Redistribution of Recombinant Activated Factor VIIA into Platelets and Vascular Bed: Implications on Bioavailability and Hemostatic Mechanisms.

Background: Clinical evidence suggests that hemostatic action of recombinant activated factor VII (rFVIIa) exceeds its predicted plasma half life (around 3 hours). Mechanisms involved in the long lasting effects of rFVIIa for prophylactic treatment of patients with hemophilia and inhibitors have not been fully elucidated. Previous studies from our group have demonstrated that platelets internalize tissue factor preparations containing small amounts of FVII. We have investigated the possible redistribution of rFVIIa in different intracellular compartments focussing more specifically on platelets, endothelium and subendothelial matrix.

Methods: We exposed platelet rich plasma, isolated platelets, human umbilical veins and endothelial cells in culture (HUVECs) to rFVIIa. Samples were incubated for up to 2 hours at rFVIIa concentrations from 2-60 mg/ml (normal plasma concentration: 0.5 mg/ml). Flow cytometry techniques were applied to detect surface and intracellular antigens, including FVIIa, in platelets before and after exposure to membrane permeabilizing agents. Immunocytochemical techniques were applied to detect FVIIa in cross sections of umbilical veins and confocal microscopy was used to detect FVIIa in HUVECs. In additional studies, aliquots of washed platelets previously exposed to rFVIIa were incorporated into whole blood anticoagulated with low molecular weight heparin (LMWH) and perfused through a collagen rich damaged vascular surface at a shear rate equivalent to 600/sec.

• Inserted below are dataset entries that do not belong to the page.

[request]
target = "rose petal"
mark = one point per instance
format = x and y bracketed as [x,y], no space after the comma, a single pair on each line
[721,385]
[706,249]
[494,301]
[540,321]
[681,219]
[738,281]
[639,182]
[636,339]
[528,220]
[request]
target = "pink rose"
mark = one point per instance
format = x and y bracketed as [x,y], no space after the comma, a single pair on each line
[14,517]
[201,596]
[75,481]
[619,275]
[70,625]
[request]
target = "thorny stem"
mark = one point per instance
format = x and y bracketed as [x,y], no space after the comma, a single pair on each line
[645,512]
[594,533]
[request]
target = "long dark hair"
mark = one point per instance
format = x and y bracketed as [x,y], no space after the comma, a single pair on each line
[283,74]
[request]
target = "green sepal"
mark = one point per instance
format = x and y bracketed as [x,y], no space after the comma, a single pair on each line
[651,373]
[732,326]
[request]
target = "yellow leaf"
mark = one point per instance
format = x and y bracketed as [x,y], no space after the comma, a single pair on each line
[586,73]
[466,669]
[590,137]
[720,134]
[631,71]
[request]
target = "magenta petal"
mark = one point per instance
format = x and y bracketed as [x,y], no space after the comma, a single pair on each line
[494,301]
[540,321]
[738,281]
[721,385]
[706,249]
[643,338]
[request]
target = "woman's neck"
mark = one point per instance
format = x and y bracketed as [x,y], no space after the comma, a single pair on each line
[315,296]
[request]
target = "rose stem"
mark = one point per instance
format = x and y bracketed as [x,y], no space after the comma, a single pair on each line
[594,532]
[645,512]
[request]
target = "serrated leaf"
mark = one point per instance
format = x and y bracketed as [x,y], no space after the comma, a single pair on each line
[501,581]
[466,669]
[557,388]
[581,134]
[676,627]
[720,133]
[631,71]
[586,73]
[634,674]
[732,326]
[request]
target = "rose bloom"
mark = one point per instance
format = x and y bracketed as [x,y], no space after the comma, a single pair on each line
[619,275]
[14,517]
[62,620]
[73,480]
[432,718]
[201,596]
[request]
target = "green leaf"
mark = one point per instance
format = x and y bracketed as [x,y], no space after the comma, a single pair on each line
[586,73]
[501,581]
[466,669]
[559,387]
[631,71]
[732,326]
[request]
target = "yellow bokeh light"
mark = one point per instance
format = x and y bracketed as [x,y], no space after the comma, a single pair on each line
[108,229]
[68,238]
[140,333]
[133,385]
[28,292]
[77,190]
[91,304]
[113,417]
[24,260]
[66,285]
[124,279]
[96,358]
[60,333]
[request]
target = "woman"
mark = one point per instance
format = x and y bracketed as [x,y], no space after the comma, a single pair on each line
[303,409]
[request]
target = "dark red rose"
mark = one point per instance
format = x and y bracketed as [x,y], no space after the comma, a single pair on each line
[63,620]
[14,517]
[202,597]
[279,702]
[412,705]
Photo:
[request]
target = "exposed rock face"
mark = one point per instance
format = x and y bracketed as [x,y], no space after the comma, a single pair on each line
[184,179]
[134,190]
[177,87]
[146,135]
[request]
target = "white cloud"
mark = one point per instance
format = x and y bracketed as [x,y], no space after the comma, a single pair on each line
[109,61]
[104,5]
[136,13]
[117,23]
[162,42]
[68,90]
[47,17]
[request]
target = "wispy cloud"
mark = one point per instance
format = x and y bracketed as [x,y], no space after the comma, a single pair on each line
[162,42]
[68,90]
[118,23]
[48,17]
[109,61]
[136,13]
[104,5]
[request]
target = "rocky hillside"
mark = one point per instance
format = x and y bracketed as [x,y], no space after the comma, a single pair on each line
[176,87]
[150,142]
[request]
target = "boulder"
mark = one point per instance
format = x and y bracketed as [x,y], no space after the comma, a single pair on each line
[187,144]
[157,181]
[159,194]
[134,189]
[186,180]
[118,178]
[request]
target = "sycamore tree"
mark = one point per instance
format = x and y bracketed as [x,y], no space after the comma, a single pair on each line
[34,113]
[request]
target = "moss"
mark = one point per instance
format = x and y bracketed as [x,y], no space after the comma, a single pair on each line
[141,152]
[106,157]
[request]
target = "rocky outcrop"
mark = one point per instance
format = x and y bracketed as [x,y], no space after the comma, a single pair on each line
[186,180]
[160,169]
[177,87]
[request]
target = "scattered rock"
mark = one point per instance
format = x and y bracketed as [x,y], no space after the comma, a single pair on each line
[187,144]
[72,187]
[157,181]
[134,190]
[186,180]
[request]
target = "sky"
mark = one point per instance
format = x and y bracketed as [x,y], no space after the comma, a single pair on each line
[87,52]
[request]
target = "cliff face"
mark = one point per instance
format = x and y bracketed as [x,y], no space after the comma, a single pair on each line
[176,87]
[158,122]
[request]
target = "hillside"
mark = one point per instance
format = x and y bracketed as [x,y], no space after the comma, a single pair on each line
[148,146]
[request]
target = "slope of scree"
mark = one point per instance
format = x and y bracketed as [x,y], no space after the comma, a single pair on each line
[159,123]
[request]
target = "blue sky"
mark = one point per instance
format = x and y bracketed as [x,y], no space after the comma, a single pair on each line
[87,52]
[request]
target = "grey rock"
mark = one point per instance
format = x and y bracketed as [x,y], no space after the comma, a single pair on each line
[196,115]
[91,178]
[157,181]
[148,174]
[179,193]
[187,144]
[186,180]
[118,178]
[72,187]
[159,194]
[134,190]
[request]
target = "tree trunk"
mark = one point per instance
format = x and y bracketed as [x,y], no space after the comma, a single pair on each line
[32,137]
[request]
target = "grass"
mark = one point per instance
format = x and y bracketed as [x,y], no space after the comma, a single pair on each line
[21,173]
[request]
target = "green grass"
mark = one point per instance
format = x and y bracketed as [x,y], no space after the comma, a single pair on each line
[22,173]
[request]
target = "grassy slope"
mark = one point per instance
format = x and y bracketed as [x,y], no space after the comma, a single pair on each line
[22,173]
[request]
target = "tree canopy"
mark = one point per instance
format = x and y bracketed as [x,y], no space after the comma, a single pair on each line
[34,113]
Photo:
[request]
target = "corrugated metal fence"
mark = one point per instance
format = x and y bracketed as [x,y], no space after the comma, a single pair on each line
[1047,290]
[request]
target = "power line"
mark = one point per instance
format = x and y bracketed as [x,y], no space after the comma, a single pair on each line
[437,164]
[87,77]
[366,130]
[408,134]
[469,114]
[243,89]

Results: Flow cytometry studies revealed a significantly enhanced presence of intracellular FVIIa in platelets previously exposed to rFVIIa. Fluorescence intensity related to FVIIa was dependent on the concentration of rFVIIa used during the incubation. A more intense labeling for FVIIa was observed in the subendothelial matrix of umbilical veins exposed to rFVIIa. In perfusion studies, presence of platelets previously exposed to rFVIIa improved platelet thrombus formation and enhanced fibrin generation with respect to parallel experiments using platelets not exposed to rFVIIa.

Conclusion: Our results indicate that rFVIIa can be internalized into platelets and redistributed into subendothelial compartments. Redistribution of rFVIIa into other cellular compartments may explain the prolonged prophylactic action of rFVIIa in some clinical conditions. The existence of extravascular sources of FVIIa may provide new insights into the physiological and pathological implications of FVIIa on hemostasis mechanisms.